The results of the elections had been announced officially on Thursday evening, Hagg Azzam winning the People’s Assembly Workers’ seat for Kasr el Nil and scoring a sweeping victory over his opponent Abu Himeida, who obtained only a very few votes (El Fouli had decided that his defeat should be overwhelming and ringing, as an example to anyone else who might disobey his instructions in the future). Hagg Azzam felt a genuine, deep gratitude to God, Almighty and Glorious, who had supplied him, of His bounty and His support, a clear victory. He performed more than twenty prostrations in thankful prayer the moment he heard the news and issued his instructions for the slaughter of the bullocks. He also secretly distributed more than twenty thousand pounds to poor families whose needs he himself took care of and gave a further twenty thousand to Sheikh el Samman to be spent on charitable purposes under his supervision, not to mention the twenty golden guineas he donated to Sheikh el Samman on this occasion.
A different feeling toyed with Hagg Azzam’s heart when he thought of Souad: how should he celebrate his fabulous win with her that night? He reviewed the details of her soft, warm body in his mind’s eye and felt that he truly loved her. He said to himself that the Messenger of God — God bless him and give him peace — was right when he described women as bringers of good fortune. There were indeed some blessed women whom a man had only to take as a partner for him to be inundated with good fortune, and Souad was one of them. She had brought victory and blessing and here he now was, triumphant and about to enter the People’s Assembly. Verily, there was nothing more wonderful than divine providence! He was now the People’s Assembly member for the residents of the constituency of Kasr el Nil, who at one time had held out their shoes to him for him to clean, and looked down on him from above, and generously given him their pennies.
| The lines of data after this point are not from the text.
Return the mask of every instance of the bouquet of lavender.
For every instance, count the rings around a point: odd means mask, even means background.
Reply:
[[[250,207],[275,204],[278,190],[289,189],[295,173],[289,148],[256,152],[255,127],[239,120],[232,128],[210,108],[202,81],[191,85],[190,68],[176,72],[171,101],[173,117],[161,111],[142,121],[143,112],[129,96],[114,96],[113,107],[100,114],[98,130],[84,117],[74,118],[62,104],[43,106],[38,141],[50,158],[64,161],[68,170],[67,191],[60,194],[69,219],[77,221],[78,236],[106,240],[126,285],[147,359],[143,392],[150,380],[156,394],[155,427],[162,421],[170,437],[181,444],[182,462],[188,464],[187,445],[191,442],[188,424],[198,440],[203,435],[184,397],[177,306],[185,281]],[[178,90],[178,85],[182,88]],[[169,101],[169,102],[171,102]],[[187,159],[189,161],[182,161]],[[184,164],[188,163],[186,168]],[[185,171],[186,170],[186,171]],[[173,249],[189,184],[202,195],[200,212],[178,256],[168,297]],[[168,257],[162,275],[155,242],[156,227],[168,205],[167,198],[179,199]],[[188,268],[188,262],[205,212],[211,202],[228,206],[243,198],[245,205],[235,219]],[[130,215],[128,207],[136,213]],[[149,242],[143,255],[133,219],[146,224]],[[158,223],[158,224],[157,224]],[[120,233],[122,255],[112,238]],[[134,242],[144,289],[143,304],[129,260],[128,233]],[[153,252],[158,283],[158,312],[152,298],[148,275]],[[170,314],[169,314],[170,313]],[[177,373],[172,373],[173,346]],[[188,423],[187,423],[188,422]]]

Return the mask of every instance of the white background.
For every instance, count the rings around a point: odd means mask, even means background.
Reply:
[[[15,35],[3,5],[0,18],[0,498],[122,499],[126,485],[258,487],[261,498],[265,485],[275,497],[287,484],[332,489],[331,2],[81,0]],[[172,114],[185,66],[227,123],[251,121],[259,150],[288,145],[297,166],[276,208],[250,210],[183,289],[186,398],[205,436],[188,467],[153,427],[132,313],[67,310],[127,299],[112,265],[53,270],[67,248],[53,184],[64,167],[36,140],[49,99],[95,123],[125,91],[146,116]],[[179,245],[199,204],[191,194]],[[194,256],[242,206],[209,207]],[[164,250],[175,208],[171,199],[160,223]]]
Now he was the Honorable Member, enjoying legal immunity, which prevented anyone from taking action against him without the Assembly’s permission. From now on his picture would appear in the press and on television and he would meet every day with the ministers and shake their hands, equal to equal. He was no longer merely a rich businessman, he was a statesman and he would have to deal with everyone on that basis. Starting from now, he would begin the great work that would catapult him to the level of the giants. The next step would take him to the summit; he would be one of the five or six movers and shakers in the whole country provided the deals he was planning in order to move him from the millionaire to the billionaire bracket went through. He might in fact become the richest man in Egypt and become a minister. Yes indeed! Why not? When God is willing, nothing is impossible; hadn’t he dreamed of becoming a member of the People’s Assembly? Money makes short work of problems and brings the distant goal within reach. One day he might achieve a ministry, just as he had the Assembly.
He remained sunk in his ponderings until the call to the afternoon prayer rang out and he led the store’s employees in prayer as usual, even though (and he asked God’s forgiveness for this) his mind did wander more than once as he was praying to Souad’s body. As soon as he had finished the prayer and said his beads, he hurriedly left, entered the Yacoubian Building, and rode the elevator to the seventh floor. What deliciously insistent, burning desire he felt as he turned the key in the door and found before him Souad, exactly as he had imagined her, waiting for him in the red robe that showed off her stunning charms, and that smell of perfume that stole into his nose and tickled his senses! She came toward him with a vampish gait and passion took possession of him as he listened to her footsteps and the rustling of the robe on the floor. Then she took him in her arms and whispered, her lips brushing his ear, “Congratulations, my darling! A thousand congratulations!”

At rare and exceptional moments Souad Gaber appears as she really is. A look suddenly flashes from her eyes like a spark and her face recovers its original appearance, exactly as an actor returns to his own character on finishing a role, takes off his costume, and wipes the makeup off his face. On such occasions, a serious, slowly awakening look suggestive of a certain degree of hardness and determination appears on Souad’s face and reveals her true nature. This may happen at any time — while she’s eating with the Hagg or chatting with him of an evening; even while she’s with him in bed, she may be twisting and turning in his arms as she does her best to rouse his feeble virility and that spark will flash in her eyes confirming that her mind never stops working, even in the heat of passion.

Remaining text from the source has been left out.